НА СЦЕНЕ И ЗА КУЛИСАМИ

   Школу я не любил, а она — меня. Да я в нее фактически и не ходил. Прогуливал безбожно.
   Зато далеко до окончания школы я уже прекрасно овладел ненормативной лексикой, научился курить и цыкать сквозь зубы, как заправская шпана. Но курить меня отучили быстро — без всяких пилюль и нотаций.

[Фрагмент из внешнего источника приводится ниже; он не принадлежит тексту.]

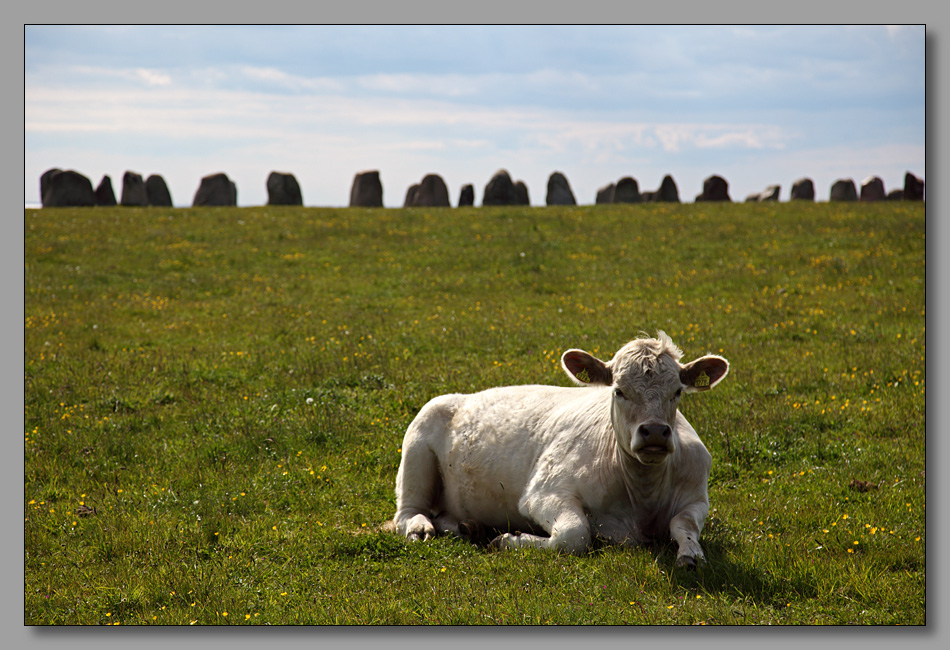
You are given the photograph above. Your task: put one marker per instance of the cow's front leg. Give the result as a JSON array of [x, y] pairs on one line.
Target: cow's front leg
[[685, 528], [569, 533]]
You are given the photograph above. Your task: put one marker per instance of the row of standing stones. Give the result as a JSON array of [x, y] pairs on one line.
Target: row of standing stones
[[60, 188]]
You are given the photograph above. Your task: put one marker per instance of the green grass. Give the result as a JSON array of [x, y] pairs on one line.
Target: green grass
[[228, 389]]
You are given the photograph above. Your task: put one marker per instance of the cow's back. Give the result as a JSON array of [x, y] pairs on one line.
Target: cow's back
[[489, 445]]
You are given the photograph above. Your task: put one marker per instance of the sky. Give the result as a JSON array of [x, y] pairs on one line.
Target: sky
[[757, 105]]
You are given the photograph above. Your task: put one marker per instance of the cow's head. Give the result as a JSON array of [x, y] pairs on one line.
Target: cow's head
[[647, 381]]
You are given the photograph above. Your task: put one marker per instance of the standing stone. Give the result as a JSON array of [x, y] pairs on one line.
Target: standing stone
[[67, 189], [133, 190], [467, 196], [216, 190], [770, 194], [559, 191], [803, 190], [606, 194], [872, 189], [627, 191], [44, 181], [367, 190], [521, 194], [104, 194], [500, 190], [667, 192], [844, 190], [431, 193], [157, 191], [715, 188], [913, 188], [283, 189]]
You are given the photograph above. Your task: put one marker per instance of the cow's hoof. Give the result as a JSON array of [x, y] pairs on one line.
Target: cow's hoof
[[470, 529], [688, 562]]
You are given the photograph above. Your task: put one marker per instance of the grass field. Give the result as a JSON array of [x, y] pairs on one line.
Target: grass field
[[215, 401]]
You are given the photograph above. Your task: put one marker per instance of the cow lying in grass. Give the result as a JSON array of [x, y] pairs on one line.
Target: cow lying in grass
[[615, 460]]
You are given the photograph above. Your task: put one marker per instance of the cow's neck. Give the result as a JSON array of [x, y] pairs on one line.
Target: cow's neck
[[645, 484]]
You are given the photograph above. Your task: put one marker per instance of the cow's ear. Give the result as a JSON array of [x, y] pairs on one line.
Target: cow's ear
[[703, 373], [584, 368]]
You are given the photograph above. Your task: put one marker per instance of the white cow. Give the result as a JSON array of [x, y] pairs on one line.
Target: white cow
[[615, 460]]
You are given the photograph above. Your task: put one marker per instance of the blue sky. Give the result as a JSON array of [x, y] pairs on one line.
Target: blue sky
[[756, 105]]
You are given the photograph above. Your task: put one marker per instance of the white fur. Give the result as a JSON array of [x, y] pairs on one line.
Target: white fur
[[561, 465]]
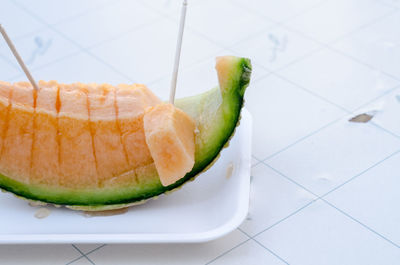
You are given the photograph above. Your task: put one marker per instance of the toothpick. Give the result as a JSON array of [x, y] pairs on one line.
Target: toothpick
[[19, 59], [178, 53]]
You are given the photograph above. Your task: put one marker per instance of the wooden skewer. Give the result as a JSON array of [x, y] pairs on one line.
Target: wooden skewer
[[18, 57], [178, 53]]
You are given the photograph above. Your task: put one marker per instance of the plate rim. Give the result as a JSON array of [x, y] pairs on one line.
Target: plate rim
[[198, 237]]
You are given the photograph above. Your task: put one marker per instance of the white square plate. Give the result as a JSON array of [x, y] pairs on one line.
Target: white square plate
[[205, 209]]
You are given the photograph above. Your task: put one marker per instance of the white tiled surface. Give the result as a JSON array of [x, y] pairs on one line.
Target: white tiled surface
[[324, 191]]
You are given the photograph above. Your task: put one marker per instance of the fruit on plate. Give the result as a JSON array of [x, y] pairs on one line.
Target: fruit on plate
[[101, 147]]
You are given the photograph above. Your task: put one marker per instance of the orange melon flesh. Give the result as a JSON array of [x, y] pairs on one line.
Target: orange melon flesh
[[77, 159], [45, 149], [170, 137], [5, 90], [92, 136], [111, 157], [17, 142], [131, 103]]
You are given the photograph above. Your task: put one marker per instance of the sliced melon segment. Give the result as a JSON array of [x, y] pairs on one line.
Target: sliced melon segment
[[112, 161], [216, 113], [132, 100], [78, 167], [170, 137], [45, 147]]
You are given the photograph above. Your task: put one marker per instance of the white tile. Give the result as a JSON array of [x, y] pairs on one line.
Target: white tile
[[394, 3], [55, 11], [335, 154], [81, 67], [198, 78], [225, 29], [37, 254], [147, 54], [172, 8], [167, 254], [339, 79], [40, 48], [376, 45], [16, 21], [283, 113], [275, 48], [82, 261], [191, 80], [254, 161], [336, 18], [6, 69], [278, 10], [108, 22], [320, 234], [387, 109], [272, 198], [373, 198], [248, 253], [85, 248]]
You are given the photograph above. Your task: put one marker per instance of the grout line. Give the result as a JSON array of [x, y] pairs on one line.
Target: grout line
[[388, 4], [93, 250], [226, 252], [291, 180], [270, 251], [264, 247], [72, 41], [324, 195], [285, 218], [72, 261], [359, 174], [83, 254], [362, 224]]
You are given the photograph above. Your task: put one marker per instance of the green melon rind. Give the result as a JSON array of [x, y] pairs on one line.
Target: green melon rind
[[217, 113]]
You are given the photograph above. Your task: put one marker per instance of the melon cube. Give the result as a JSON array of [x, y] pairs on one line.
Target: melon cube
[[169, 135]]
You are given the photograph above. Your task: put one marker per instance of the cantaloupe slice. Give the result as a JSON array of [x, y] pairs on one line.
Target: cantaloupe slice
[[77, 158], [45, 147], [95, 147], [170, 137], [15, 159]]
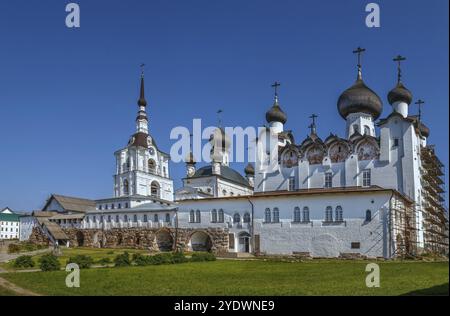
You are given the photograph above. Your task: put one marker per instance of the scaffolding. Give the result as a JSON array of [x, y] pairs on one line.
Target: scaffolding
[[403, 227], [434, 212]]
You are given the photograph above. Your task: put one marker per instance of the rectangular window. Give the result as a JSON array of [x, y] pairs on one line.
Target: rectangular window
[[291, 184], [366, 178], [396, 141], [328, 180], [231, 241]]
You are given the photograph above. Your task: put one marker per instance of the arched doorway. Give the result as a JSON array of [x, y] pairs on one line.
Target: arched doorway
[[200, 241], [80, 239], [244, 242], [164, 240]]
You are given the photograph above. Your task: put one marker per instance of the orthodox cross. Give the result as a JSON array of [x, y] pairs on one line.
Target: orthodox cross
[[313, 124], [419, 104], [219, 120], [359, 51], [398, 60], [275, 85]]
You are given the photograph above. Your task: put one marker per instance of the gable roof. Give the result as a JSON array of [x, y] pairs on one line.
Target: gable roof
[[7, 217], [71, 204], [7, 210], [225, 172]]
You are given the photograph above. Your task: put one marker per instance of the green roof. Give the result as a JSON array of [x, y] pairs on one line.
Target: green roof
[[6, 217]]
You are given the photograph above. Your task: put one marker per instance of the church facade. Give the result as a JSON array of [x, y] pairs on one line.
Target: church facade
[[376, 192]]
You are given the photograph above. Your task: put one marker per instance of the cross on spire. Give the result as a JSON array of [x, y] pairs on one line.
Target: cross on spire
[[313, 124], [275, 85], [142, 69], [219, 120], [359, 52], [419, 103], [398, 60]]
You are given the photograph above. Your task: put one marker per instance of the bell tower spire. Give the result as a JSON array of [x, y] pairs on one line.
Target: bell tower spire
[[141, 119]]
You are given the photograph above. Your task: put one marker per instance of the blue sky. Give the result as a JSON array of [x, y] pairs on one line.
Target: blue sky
[[68, 96]]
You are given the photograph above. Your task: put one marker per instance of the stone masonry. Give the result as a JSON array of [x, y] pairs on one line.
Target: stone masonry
[[153, 239]]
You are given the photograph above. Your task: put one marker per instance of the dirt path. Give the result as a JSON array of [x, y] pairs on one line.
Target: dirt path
[[16, 289]]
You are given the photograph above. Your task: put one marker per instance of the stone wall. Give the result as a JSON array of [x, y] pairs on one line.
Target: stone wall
[[153, 239]]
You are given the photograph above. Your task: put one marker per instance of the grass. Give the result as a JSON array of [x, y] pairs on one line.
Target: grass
[[6, 292], [256, 277]]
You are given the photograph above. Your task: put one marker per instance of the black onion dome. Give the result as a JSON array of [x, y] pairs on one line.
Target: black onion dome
[[249, 170], [276, 114], [360, 99], [400, 93], [424, 130]]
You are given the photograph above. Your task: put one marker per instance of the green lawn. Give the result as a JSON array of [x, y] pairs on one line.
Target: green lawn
[[6, 292], [257, 277]]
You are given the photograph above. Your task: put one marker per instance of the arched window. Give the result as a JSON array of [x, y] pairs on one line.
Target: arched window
[[214, 216], [305, 214], [276, 215], [339, 214], [154, 189], [329, 214], [267, 217], [126, 187], [297, 217], [368, 215], [151, 165]]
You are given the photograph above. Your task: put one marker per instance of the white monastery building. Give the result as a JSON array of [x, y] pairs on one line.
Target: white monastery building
[[9, 224], [376, 192]]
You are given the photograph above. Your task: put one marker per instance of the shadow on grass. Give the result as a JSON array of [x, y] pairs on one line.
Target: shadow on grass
[[435, 290]]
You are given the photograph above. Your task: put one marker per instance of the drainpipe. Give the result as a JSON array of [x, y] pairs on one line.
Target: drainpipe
[[252, 230], [176, 230], [390, 225]]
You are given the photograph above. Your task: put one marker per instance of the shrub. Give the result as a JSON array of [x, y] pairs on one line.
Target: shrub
[[122, 260], [202, 256], [13, 248], [83, 261], [104, 261], [49, 262], [24, 262]]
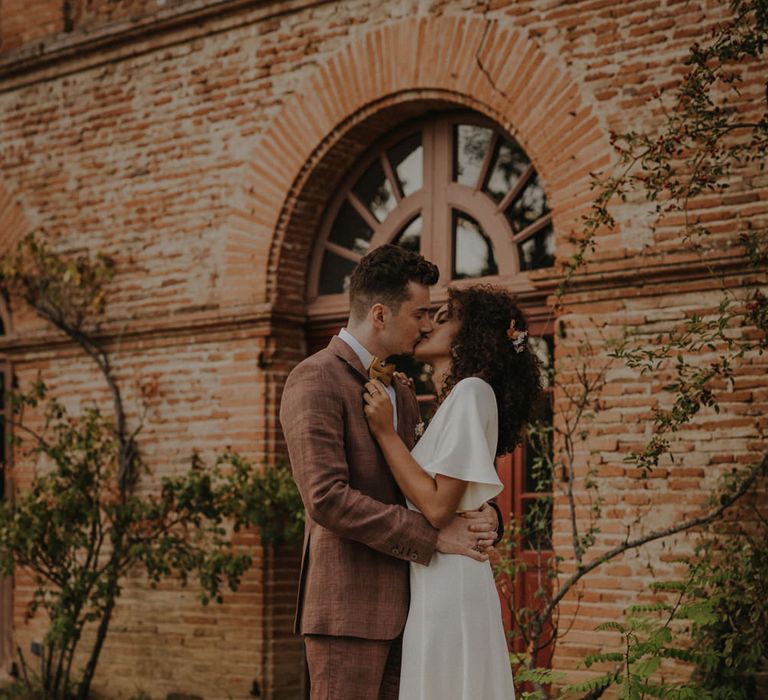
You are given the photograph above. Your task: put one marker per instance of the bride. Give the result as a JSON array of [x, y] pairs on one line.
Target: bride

   Однажды, когда в школе шли уроки, я скрылся в туалете и с папироской в зубах стал комментировать из окна футбольную игру в школьном дворе:
   — Рыжий, так тебя и эдак! Кому ты подаешь, эдак тебя и так! А ты, Длинный, трах-тарарах, совсем мышей не ловишь!
   Слышу — кто-то вошел. Ну, думаю, еще один такой же прогульщик, как и я. А оглянуться мне некогда — очень уж увлекся игрой. И тут мне хлопают по плечу и просят:
   — Оставь.
   Я, опять же не оборачиваясь, откусываю слюнявку и передаю через плечо с обязательной в таких случаях репликой:
   — Свои надо иметь.
   Тот не отвечает и продолжает за моей спиной докуривать мой чинарик. А я уж совсем в раж вошел.
   — Славка, так тебя и эдак! Не видишь, куда бьешь, эдак тебя и так?!
   — Ну, Дуров, пойдем — хватит.
   Оборачиваюсь — директор школы! Спускаемся в его кабинет.
   — Мерзавец, — говорит он мне, — ты что куришь?
   — «Беломор», — отвечаю.
   — Дай сюда!
   Я вынимаю из кармана пачку, кладу ему на стол.
   — Сколько тебе денег дает мать на день?
   Не помню уж сейчас после всех этих денежных реформ, сколько мне давала мать на обед. Мы жили бедно и всего было в обрез. Называю сумму.
   — А сколько стоит «Беломор»? — спрашивает.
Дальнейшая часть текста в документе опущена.